I have three questions:
(1) Is it possible for me to apply for Obamacare for coverage ONLY during my time in the U.S.?
(2) If I arrange alternate insurance coverage only for the time that I am physically in the United States, will I incur a penalty when filing my 2015 return?
(3) What is the recommended way for me to ensure that I am covered during my stay and to avoid the tax penalty?
Thanks in advance for your reply.
If you are a US citizen you can get covered using ObamaCare's health insurance exchange when you move to the US and cancel your plan when you leave. You'll simply use special enrollment to enroll in a health plan and then cancel the plan when you leave again.

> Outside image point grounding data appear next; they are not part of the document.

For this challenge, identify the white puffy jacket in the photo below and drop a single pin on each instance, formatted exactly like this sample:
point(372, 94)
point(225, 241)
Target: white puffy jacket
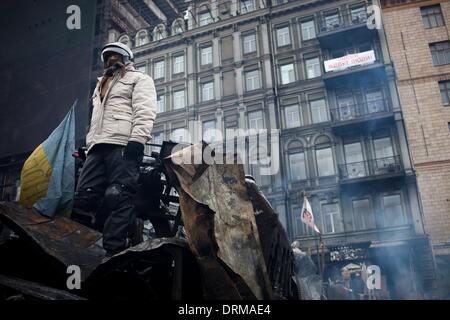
point(127, 112)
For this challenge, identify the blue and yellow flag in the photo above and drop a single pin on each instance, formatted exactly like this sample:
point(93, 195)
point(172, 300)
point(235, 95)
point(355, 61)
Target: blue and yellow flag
point(47, 180)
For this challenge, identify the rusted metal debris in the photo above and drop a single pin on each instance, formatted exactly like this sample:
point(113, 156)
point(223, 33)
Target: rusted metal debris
point(236, 247)
point(67, 241)
point(36, 290)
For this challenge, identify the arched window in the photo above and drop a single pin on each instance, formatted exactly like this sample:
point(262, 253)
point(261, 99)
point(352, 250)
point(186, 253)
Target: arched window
point(324, 156)
point(177, 26)
point(204, 16)
point(296, 161)
point(125, 39)
point(142, 38)
point(159, 32)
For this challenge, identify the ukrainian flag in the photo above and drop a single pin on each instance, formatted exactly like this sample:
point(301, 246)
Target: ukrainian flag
point(47, 180)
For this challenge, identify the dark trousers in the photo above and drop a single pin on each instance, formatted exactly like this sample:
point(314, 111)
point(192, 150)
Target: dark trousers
point(106, 186)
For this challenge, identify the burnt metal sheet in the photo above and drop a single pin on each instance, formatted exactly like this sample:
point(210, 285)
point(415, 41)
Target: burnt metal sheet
point(36, 290)
point(222, 188)
point(69, 242)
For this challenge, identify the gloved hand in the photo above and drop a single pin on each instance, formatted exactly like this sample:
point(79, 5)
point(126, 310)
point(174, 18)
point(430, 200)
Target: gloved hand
point(134, 150)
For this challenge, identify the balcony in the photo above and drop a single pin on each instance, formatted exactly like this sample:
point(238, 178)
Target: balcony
point(356, 114)
point(375, 236)
point(354, 68)
point(339, 29)
point(370, 169)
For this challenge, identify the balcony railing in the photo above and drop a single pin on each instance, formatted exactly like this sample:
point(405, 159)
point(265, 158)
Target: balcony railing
point(330, 23)
point(370, 168)
point(359, 110)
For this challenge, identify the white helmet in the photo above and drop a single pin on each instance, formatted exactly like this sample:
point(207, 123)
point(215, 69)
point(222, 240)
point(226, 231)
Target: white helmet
point(120, 48)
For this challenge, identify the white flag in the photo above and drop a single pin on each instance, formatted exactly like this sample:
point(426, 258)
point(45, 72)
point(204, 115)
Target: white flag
point(307, 215)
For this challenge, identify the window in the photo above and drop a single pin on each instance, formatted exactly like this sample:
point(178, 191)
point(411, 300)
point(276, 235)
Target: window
point(249, 43)
point(204, 18)
point(297, 166)
point(308, 30)
point(313, 68)
point(287, 73)
point(159, 70)
point(444, 87)
point(178, 99)
point(207, 91)
point(125, 40)
point(383, 148)
point(158, 138)
point(332, 221)
point(247, 6)
point(358, 14)
point(177, 27)
point(206, 55)
point(375, 101)
point(354, 161)
point(179, 135)
point(319, 111)
point(346, 106)
point(159, 32)
point(440, 52)
point(384, 153)
point(393, 210)
point(141, 38)
point(432, 16)
point(292, 116)
point(363, 214)
point(209, 131)
point(332, 21)
point(255, 120)
point(325, 162)
point(283, 36)
point(142, 68)
point(252, 81)
point(161, 102)
point(178, 64)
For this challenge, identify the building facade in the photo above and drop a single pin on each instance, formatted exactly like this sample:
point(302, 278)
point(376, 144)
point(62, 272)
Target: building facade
point(418, 37)
point(316, 71)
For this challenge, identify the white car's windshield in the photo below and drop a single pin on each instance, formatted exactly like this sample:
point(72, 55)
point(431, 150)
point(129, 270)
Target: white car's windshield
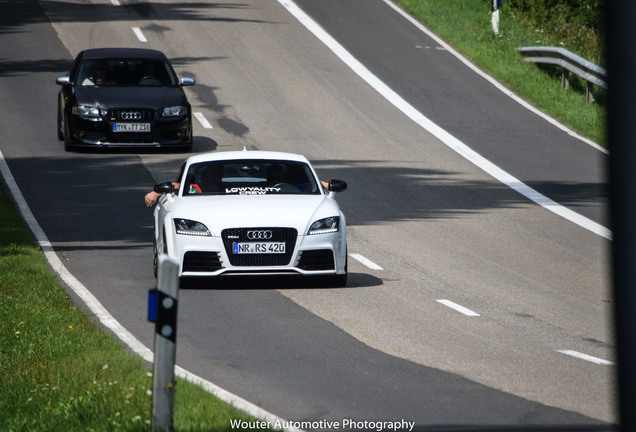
point(250, 177)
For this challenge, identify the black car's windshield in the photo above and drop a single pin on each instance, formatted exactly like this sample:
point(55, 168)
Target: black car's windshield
point(125, 72)
point(250, 177)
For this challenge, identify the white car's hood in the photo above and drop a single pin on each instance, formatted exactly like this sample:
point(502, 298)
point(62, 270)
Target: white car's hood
point(236, 211)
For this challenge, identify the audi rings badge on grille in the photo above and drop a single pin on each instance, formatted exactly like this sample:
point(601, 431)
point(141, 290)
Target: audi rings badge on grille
point(131, 115)
point(260, 235)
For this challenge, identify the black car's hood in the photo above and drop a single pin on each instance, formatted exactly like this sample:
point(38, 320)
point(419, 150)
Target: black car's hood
point(138, 97)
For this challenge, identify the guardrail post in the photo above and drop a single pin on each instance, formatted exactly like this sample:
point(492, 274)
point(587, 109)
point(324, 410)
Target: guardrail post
point(162, 309)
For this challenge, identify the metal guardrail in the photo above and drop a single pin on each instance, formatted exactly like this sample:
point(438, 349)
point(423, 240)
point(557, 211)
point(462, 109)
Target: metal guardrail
point(570, 62)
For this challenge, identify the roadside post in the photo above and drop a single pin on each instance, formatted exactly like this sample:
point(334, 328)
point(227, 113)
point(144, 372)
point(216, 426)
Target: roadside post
point(162, 310)
point(494, 19)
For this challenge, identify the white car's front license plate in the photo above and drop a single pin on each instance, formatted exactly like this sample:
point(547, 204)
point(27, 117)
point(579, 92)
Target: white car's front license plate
point(131, 127)
point(258, 248)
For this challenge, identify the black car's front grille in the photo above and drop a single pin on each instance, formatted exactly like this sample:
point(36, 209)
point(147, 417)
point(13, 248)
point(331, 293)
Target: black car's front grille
point(240, 235)
point(131, 115)
point(201, 262)
point(317, 260)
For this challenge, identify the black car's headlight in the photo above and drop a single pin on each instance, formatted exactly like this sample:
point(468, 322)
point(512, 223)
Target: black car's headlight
point(174, 111)
point(325, 226)
point(86, 111)
point(190, 227)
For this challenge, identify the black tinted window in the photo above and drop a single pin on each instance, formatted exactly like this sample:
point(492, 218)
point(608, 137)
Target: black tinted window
point(125, 72)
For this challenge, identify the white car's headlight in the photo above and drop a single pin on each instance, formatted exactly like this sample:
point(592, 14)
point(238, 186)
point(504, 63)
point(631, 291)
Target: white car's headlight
point(190, 227)
point(325, 226)
point(86, 111)
point(174, 111)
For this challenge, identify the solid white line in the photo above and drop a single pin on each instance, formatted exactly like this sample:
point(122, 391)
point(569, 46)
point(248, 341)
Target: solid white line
point(367, 262)
point(586, 357)
point(204, 122)
point(458, 308)
point(139, 34)
point(105, 318)
point(445, 137)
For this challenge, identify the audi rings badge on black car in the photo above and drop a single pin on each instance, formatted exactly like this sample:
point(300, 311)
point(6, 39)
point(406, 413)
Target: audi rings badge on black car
point(122, 97)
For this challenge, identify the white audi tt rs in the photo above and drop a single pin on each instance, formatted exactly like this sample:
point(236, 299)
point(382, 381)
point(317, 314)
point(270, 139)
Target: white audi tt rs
point(251, 213)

The issue is that you are required to have coverage, pay a fee, or get an exemption not just for months you live here, but for all months in a year in which you are required to file taxes in the US. So you'll have to take an exemption for the remaining months in the year.
Below are the exemptions you can take as a citizen living aboard:
Citizens living abroad and certain noncitizens can claim an exemption on form 8965 - If they are:
- A U.S. citizen or resident who spent at least 330 full days outside of the U.S. during a 12-month period;
- A U.S. citizen who was a bona fide resident of a foreign country or U.S. territory;
- A resident alien who was a citizen of a foreign country with which the U.S. has an income tax treaty with a nondiscrimination clause, and you were a bona fide resident of a foreign country for the tax year; or
- Not a U.S. citizen, not a U.S. national, and not an alien lawfully present in the U.S. (For this purpose, an immigrant with Deferred Action for Childhood Arrivals (DACA) status is not considered lawfully present and therefore is eligible for this exemption.)
If you meet one of these conditions, you qualify for this exemption even if you have a social security number (SSN).
If none of these exemptions apply to you then you can look into other exemptions on the 8965 form.